Balz-Mitinhaber Claudio Rudin hat das Video gesehen. «Das geschilderte Verhalten entspricht absolut nicht den Werten, die wir nach innen und nach aussen vermitteln wollen», sagt er gegenüber Bajour. Noch am Sonntagabend hat der Club ein Statement veröffentlicht. Man wolle die Vorwürfe prüfen und gegebenenfalls Konsequenzen daraus ziehen. Am Montag fand ein Gespräch mit den Verantwortlichen der Firma statt, die von der Balz für die Sicherheit eingestellt wurden.
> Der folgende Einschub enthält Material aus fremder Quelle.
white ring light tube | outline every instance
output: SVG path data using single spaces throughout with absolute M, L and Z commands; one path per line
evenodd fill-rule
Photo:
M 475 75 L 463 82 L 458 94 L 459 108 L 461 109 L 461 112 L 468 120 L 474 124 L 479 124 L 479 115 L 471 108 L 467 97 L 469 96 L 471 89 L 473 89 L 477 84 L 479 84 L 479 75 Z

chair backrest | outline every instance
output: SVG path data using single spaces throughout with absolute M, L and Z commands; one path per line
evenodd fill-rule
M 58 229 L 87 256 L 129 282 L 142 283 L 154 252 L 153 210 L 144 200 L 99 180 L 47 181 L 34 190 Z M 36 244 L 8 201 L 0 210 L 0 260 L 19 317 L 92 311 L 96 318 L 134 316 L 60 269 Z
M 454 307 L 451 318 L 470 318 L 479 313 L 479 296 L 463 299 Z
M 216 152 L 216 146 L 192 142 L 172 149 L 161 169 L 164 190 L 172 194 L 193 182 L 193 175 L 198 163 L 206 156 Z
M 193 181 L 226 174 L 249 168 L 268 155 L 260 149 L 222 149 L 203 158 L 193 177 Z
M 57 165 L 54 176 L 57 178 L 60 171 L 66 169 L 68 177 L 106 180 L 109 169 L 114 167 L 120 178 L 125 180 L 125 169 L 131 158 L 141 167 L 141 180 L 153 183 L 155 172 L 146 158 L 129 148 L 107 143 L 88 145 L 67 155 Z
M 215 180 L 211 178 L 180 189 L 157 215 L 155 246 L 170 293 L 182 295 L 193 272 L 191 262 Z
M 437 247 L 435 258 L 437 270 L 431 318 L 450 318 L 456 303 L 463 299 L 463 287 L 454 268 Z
Rudin sagt, der Balz Club arbeite kontinuierlich daran, seinen Gästen gute Bedingungen für ein ausgelassenes, vor allem diskriminierungsfreies Erlebnis zu schaffen. «Egal woher jemand kommt, oder welche Geschlechtsidentität jemand hat: Bei uns sind alle willkommen», sagt Rudin. «Umso mehr trifft es mich, dass es ausgerechnet hier zu einer solchen Entgleisung gekommen sein soll.» Mit der Sicherheitsfirma bestehe ein langes Arbeitsverhältnis. Bislang sei es nach Rudins Kenntnisstand noch nie zu queerfeindlichen Auffälligkeiten gekommen. Die Sicherheitsfirma war gestern für Bajour nicht erreichbar.
Man stehe stets in engem Kontakt mit den Mitarbeitern, sagt Balz-Inhaber Rudin. Wer neu ins Team kommt, wird über die Werte des Clubs aufgeklärt. Das sei ein mündlicher Prozess, sagt Rudin, der bei Bedarf wiederholt wird. Seit zirka drei Jahren hingen im Club Plakate, die Frauen darauf aufmerksam machten, sich bei Unwohlsein oder übergriffigem Verhalten beim Personal zu melden.
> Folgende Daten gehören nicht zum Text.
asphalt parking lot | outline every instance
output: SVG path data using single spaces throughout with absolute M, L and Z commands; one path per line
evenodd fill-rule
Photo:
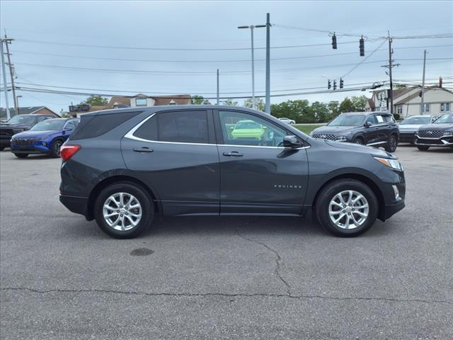
M 452 339 L 453 152 L 395 154 L 406 208 L 358 238 L 205 217 L 117 240 L 59 203 L 59 159 L 1 152 L 0 337 Z

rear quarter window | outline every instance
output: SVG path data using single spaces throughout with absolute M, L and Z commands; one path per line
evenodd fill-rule
M 82 115 L 71 135 L 71 140 L 83 140 L 101 136 L 142 111 L 112 113 L 107 115 Z

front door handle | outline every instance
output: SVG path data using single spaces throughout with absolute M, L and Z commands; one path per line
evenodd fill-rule
M 134 147 L 134 149 L 132 149 L 132 151 L 134 152 L 153 152 L 154 150 L 153 150 L 152 149 L 149 149 L 147 147 Z
M 243 156 L 243 154 L 237 151 L 231 151 L 231 152 L 224 152 L 224 156 L 226 156 L 228 157 L 241 157 Z

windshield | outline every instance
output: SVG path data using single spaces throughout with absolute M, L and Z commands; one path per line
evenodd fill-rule
M 33 115 L 17 115 L 8 120 L 8 124 L 31 124 L 36 117 Z
M 235 129 L 260 129 L 261 125 L 255 122 L 238 122 Z
M 340 115 L 331 123 L 329 126 L 360 126 L 363 123 L 363 115 Z
M 406 125 L 408 124 L 413 124 L 420 125 L 429 124 L 430 123 L 431 123 L 431 117 L 429 115 L 425 115 L 423 117 L 408 117 L 400 123 L 400 125 Z
M 447 113 L 440 118 L 437 118 L 434 124 L 452 124 L 453 123 L 453 113 Z
M 30 130 L 33 131 L 60 130 L 63 129 L 64 123 L 65 121 L 64 120 L 47 119 L 38 123 Z

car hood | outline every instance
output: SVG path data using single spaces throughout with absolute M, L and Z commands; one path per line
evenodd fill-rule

«Ich bestimme, wann ich mich oute. Ich entscheide, wo ich das tue, sonst niemand.»Zayrah David
Zayrah sagt, sie gehe eigentlich gerne in die Balz: Sie liebe die Stimmung und die Musik. Doch es komme immer wieder vor, dass andere Gäste – bis auf einen Fall waren es immer Männer – sie outen, ohne dass sie das will. Es kann also sein, dass sie mit jemandem spreche, tanze, flirte und «irgendwer kommt dann vorbei und sagt zur anderen Person, weisst du, dass sie keine Frau ist?»
Sie habe kein Problem damit, sich selbst zu outen, sagt Zayrah. Auf Instagram geht sie offen mit ihrer Genderidentität um, teilt aktivistische Posts. «Aber ich bestimme, wann ich so etwas von mir preisgebe. Ich entscheide, wo ich das tue.» In einem Club könne ein Outing gefährlich sein, je nachdem wer sonst noch dort sei. «Ausserdem», wiederholt Zayrah, «gehe das niemanden etwas an. Niemand solle sich da einmischen. «Diese Queerfeindlichkeit nehme ich nicht länger hin».
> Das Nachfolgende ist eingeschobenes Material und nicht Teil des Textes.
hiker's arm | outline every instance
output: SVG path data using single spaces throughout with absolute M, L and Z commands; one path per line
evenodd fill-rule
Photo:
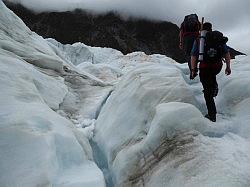
M 224 55 L 224 58 L 225 58 L 225 63 L 226 63 L 225 74 L 226 74 L 226 75 L 230 75 L 230 74 L 231 74 L 231 67 L 230 67 L 231 56 L 230 56 L 230 53 L 227 52 L 227 53 Z
M 196 76 L 197 76 L 197 57 L 192 55 L 190 79 L 194 79 Z
M 182 34 L 183 34 L 183 31 L 182 31 L 182 28 L 181 28 L 180 33 L 179 33 L 179 39 L 180 39 L 179 48 L 180 49 L 183 49 L 183 46 L 182 46 L 182 44 L 183 44 L 183 36 L 182 36 Z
Nicht dass sie sich erklären müsste, aber Zayrah habe schon einiges zu hören gekriegt. Sie «täusche» die Leute, sei eine «Falle», wenn sie nicht offenlege, wer sie «wirklich» sei. Solche übergriffigen Formulierungen zeugten von einer diffusen Angst vor etwas Unklarem, die meistens von Männern als Angriff empfunden werde. Zayrah sagt: «Bis es zum Sex kommt, spielen meine Genitalien keine Rolle.»
Die Qualifikation privater Sicherheitsdienste ist in der Schweiz nicht einheitlich geregelt. Ein Konkordat über Sicherheitsunternehmen, dass beispielsweise verpflichtend eine Ausbildung des Personals verlangt, existiert nur für die Westschweizer Kantone. Ein ähnliches Modell für die Deutschschweizer Kantone ist 2017 gescheitert. Wer in Basel als Sicherheitsfachkraft arbeiten will, muss laut Paragraph 62 des Polizeigesetzes zwei Auflagen erfüllen. Er*sie muss handlungsfähig sein und darf über keine Vorstrafen verfügen.
Zayrah hat nicht damit gerechnet, dass das Video derart viel Aufmerksamkeit erregt. Unter dem Post finden sich zahlreiche bestärkende Kommentare. Medien berichten. Sie habe den Club nicht erst privat kontaktiert, sagt die 23-Jährige, weil ihr Vertrauen nach diesem Vorfall verschwand. Auf das Gesprächsangebot mit den Club-Verantwortlichen geht sie ein. Es soll noch in dieser Woche ein Treffen geben.
Was erhofft sie sich? «Ich will, dass Menschen in diesem Club nicht mehr queerfeindlich behandelt werden. Ich will, dass die Gäste Hilfe kriegen, wenn sie sexualisierte Übergriffe erleben und diese gegenüber der Security melden. Ich erwarte von anderen Gästen, dass sie aufhören queerfeindlich zu sein.»
Wenn Aussenstehende beobachten, dass Menschen ungefragt kommentiert werden, dann sollen sie einschreiten, sagt Zayrah. Ob sie wieder in der Balz tanzen wird, weiss sie noch nicht.